太医指着脉案上的一行字道:“这位吴大夫说的隐晦,但字里行间的意思还是能看出来的。苏大小姐当时之所以病的这么严重,心疾和风寒是一回事,但另一方面……是饿出来的。”

一个人久病在床,无人医治,身边的下人又不尽心,连基本的膳食都保证不了,如何能够痊愈?

太医在楚煊身边待得久了,见过不少风浪,一眼就能看出其中端倪,叹着气摇了摇头。

他与楚毅私交不错,知道他是真的十分看重那位苏大小姐,问道:“你确定这真是苏大小姐当年的脉案?”

楚毅绷着脸点头,牙关紧咬。

太医道:“若真是她的,我便实话与你说了,当时守在她身边的人……怕是想活活饿死她。”

若是苏锦瑶自己脾胃失和,吃不下去,脉案上是能看出来的。

但脉案上并没有这点,说明她变成这样,纯粹是被饿的。

“但有一点我不太明白。”

太医道。

“苏家若是因她……与你的那段旧情而对她不满,想要她死,那打着清理门户的旗号直接动手不就是了?好歹给人个痛快,何必对自家女儿使出这般残忍的手段?”

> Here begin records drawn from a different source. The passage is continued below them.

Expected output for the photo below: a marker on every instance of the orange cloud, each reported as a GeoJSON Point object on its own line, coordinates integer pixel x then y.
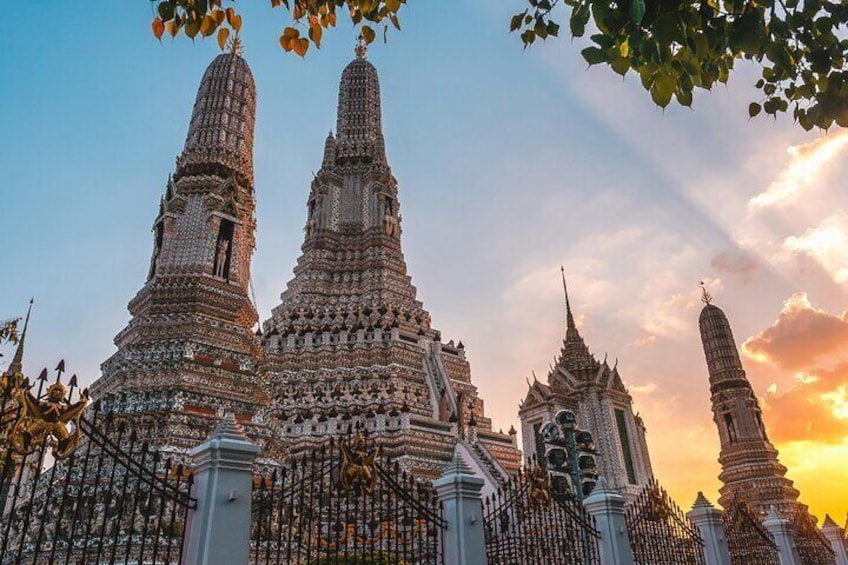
{"type": "Point", "coordinates": [815, 409]}
{"type": "Point", "coordinates": [801, 334]}
{"type": "Point", "coordinates": [806, 163]}
{"type": "Point", "coordinates": [737, 263]}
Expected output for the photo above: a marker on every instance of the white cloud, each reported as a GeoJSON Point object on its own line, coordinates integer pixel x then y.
{"type": "Point", "coordinates": [827, 244]}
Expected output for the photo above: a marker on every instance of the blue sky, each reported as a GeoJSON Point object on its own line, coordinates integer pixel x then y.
{"type": "Point", "coordinates": [509, 163]}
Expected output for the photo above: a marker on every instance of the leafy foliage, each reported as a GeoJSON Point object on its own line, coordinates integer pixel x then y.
{"type": "Point", "coordinates": [676, 46]}
{"type": "Point", "coordinates": [212, 17]}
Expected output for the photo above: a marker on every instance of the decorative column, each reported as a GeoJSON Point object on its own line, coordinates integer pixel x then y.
{"type": "Point", "coordinates": [218, 530]}
{"type": "Point", "coordinates": [707, 518]}
{"type": "Point", "coordinates": [459, 491]}
{"type": "Point", "coordinates": [607, 508]}
{"type": "Point", "coordinates": [833, 533]}
{"type": "Point", "coordinates": [781, 530]}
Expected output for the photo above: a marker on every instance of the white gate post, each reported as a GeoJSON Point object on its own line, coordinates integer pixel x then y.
{"type": "Point", "coordinates": [707, 518]}
{"type": "Point", "coordinates": [218, 530]}
{"type": "Point", "coordinates": [784, 537]}
{"type": "Point", "coordinates": [607, 508]}
{"type": "Point", "coordinates": [833, 533]}
{"type": "Point", "coordinates": [459, 491]}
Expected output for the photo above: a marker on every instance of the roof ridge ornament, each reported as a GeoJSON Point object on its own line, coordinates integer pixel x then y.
{"type": "Point", "coordinates": [361, 48]}
{"type": "Point", "coordinates": [706, 297]}
{"type": "Point", "coordinates": [569, 317]}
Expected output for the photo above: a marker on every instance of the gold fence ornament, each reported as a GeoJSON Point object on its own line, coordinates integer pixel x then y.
{"type": "Point", "coordinates": [357, 472]}
{"type": "Point", "coordinates": [47, 420]}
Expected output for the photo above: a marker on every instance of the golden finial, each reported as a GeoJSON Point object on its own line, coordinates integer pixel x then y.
{"type": "Point", "coordinates": [706, 297]}
{"type": "Point", "coordinates": [236, 46]}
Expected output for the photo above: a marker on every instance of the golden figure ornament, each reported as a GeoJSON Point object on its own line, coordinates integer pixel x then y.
{"type": "Point", "coordinates": [357, 472]}
{"type": "Point", "coordinates": [52, 420]}
{"type": "Point", "coordinates": [540, 488]}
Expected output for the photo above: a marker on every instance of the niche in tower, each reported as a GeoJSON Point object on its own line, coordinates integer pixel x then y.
{"type": "Point", "coordinates": [731, 427]}
{"type": "Point", "coordinates": [157, 248]}
{"type": "Point", "coordinates": [224, 250]}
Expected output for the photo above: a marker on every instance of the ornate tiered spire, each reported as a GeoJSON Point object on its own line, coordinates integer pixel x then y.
{"type": "Point", "coordinates": [748, 459]}
{"type": "Point", "coordinates": [358, 126]}
{"type": "Point", "coordinates": [220, 137]}
{"type": "Point", "coordinates": [190, 351]}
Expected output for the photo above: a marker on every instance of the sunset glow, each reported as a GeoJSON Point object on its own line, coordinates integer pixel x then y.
{"type": "Point", "coordinates": [638, 205]}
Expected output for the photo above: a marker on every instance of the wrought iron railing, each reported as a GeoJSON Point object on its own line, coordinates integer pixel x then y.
{"type": "Point", "coordinates": [525, 522]}
{"type": "Point", "coordinates": [660, 533]}
{"type": "Point", "coordinates": [345, 503]}
{"type": "Point", "coordinates": [80, 486]}
{"type": "Point", "coordinates": [748, 541]}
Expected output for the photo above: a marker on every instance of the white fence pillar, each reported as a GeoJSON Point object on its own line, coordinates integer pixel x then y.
{"type": "Point", "coordinates": [218, 531]}
{"type": "Point", "coordinates": [459, 491]}
{"type": "Point", "coordinates": [834, 534]}
{"type": "Point", "coordinates": [781, 530]}
{"type": "Point", "coordinates": [707, 518]}
{"type": "Point", "coordinates": [607, 508]}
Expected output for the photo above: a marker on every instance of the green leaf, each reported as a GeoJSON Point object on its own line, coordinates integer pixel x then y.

饥荒年代时常发生易子而食之事,可见若是饿得狠了,是会把人逼疯的。

楚毅如今虽已是大楚重臣,但当初确实只是个家奴而已。

苏家若是觉得苏锦瑶此举败坏了苏家声誉,那狠下心来将她沉塘,或是毒杀了,然后找个由头说是急病暴毙,外面想来也只是传一阵风言风语,没人会深究。

可他们却选了这种既折磨人又耗费时间的法子。

楚毅胸口起伏,眼中因急怒而涌上血丝。

他咬牙切齿,声音几乎是从唇缝里挤出来的:“因为他们不敢。”

魏氏昨日说大小姐当初是因为水土不服而病倒的,这纯粹就是糊弄他的谎话。

但有一句她没说错。

大小姐不仅是苏家的大小姐,也是秦老夫人的外孙女。

苏家能有今日,秦家是出了大力的。苏锦瑶的生母秦氏是秦老夫人最疼爱的小女儿,秦老夫人因此连带着对苏锦瑶也很喜欢,尤其是秦氏过世之后。

白发人送黑发人,秦老夫人将对女儿的思念都寄托在了这个外孙女身上,每年都要让人把她接去宜州住一段时间,嘘寒问暖,好一阵才依依不舍地送回来。

苏锦瑶就算是犯了天大的错,苏常安也绝不敢招呼都不打一声就将她沉塘,更别说是毒杀了。

只要秦老夫人一日还在,他就不敢不声不响地要了苏锦瑶的命。

苏锦瑶若是死的莫名其妙,让秦老夫人查出丁点人为的痕迹,以她那护短的性子,苏家上下都别想好过。

所以他们不敢直接动手,便趁着大小姐生病的时候苛待她,不给她看诊,克扣她的吃喝,想一日一日地拖着她,拖到她自己病死,饿死。

等她死了,就说她是因为生病而吃不进东西,谁又能说什么能?

楚毅简直不敢想,那段日子的苏锦瑶是怎么熬过来的。

若不是秦老夫人来得及时,她此时是不是已经死了,化作了黄土堆里的一具白骨?

太医见他双目赤红,安抚地拍了拍他的肩。

“都已经是过去的事了,你不要太过动怒,气坏了身子。那苏老爷说起来也不过在吏部任着一个可有可无的闲职,陛下也是因你看重苏大小姐,这才没有动他的位置。你若想为苏大小姐报仇,那还不是一句话的事?”

楚毅的脸色却并未因此而好转,克制着怒意问太医:“那小姐这病能根治吗?”

太医看着脉案咂摸了两声:“这个我不好说,毕竟我没有亲自见到病患,而且你带来的这些脉案已是数年前的了,这些年苏大小姐是如何将养的,养到了什么地步,我都不知道。”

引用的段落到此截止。